We have learned a lot over time about that. We did it once before with a dermatology product of Vtama that we commercialized ourselves for a while and then sold to Organon. So we've learned a lot about what we think we're good at and what we think biotech companies generally are good at. And as a spoiler, it rhymes a lot more with dermatomyositis than with psoriasis in terms of where people are succeeding who look and smell like us these days. In terms of like whether to commercialize a drug, first of all, I really like DM as a commercial opportunity for us.
I think it has a lot of nice features, among them a concentrated prescriber base, about 200 centers treat a majority of the patients in the U.S., a doc population that is inclined to be excited about our drug, who we know well from running the trial, like I think it's like good features, and then just a patient population with very high unmet need is the bottom line, and so I think that sort of thing makes me excited about the commercial opportunity, and frankly, that then stacks with NIU and stacks with cutaneous sarcoid and other indications to come, and so I feel really good about the sort of go it on our own opportunity in front of us. We have demonstrated historically that we are pretty economic and sort of whatever, economically thoughtful about these decisions.
And I think the answer is like, is there a partnership construct or acquisition offer that would unseat that view? Sure. I just think the bar is very high because we think these therapies are really exciting. And to be honest, I think this is truly the beginning of a new chapter for Roivant as a company, right? I think if you look forward, you think about a DM approval and launch and then an NIU approval and launch. And then you start to see things like Graves getting approved in the 2027, 2028 timeframe. It's just like these things really stack on top of each other. And I think it's like not very difficult to convince yourself that these two drugs combined, even before you get to Mosliciguat and other things, are five-plus billion-dollar commercial opportunities and then with room to run.

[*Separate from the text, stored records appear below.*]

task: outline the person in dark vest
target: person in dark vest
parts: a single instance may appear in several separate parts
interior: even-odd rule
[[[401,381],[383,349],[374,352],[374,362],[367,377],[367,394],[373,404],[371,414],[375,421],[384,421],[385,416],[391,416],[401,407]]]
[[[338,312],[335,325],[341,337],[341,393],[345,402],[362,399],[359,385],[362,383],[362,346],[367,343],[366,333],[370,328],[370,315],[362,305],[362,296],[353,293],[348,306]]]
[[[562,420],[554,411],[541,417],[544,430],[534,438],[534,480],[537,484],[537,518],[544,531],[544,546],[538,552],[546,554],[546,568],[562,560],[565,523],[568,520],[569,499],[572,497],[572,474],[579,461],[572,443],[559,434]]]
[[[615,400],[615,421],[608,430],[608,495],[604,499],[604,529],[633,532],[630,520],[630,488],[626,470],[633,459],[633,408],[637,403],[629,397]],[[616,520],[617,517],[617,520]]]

So I just feel like we have an opportunity to sort of grow into the big leagues at this point. And I think that's a pretty exciting opportunity.
Talk a bit about capital allocation. You've got a very large cash balance. How do you think about what to do with that?
Yeah. So we exited the TL1A sale with about $6 billion in allocable cash. And what we said at the time was it fit roughly into thirds. Sort of $2 billion set aside for funding the existing pipeline roughly to profitability, $2 billion set aside for clinical development associated with new BD, which is all still dry powder. We haven't done a lot of that yet. And then about $2 billion we thought was sort of excess returnable to shareholders. And we've bought back $1.5 billion of stock. We've authorized another $500 million to buy back. And other than that, we're sort of plugging along on those other channels and continue to feel good about those broad buckets.
On the dry powder BD angle, like what's your framework for what you think is interesting for Roivant?
What we are best at is aggressive creative clinical development of late stage drugs, and so a lot of what we look at falls in that bucket, but we have indication ideas for drugs of a variety of mechanisms. We have targets that we like, and we're pretty opportunistic, so we don't do a lot of sort of true preclinical discovery work. I wouldn't expect that to change. Maybe you're on the margins, but not sort of down the fairway. There are certain indications in therapeutic areas that have been just less, whatever. We mostly in-license our programs, a lot of that from Big Pharma. For example, like Big Pharma is not often out-licensing often awesome oncology drugs, and also those things often need to be developed in combo, and so that's been like less of a focus for us than some other therapeutic areas.
But in general, we're open.
Great. I think that's all the time we have. Thanks so much, Matt, for joining us.
Thank you. It turned out to be no problem for us.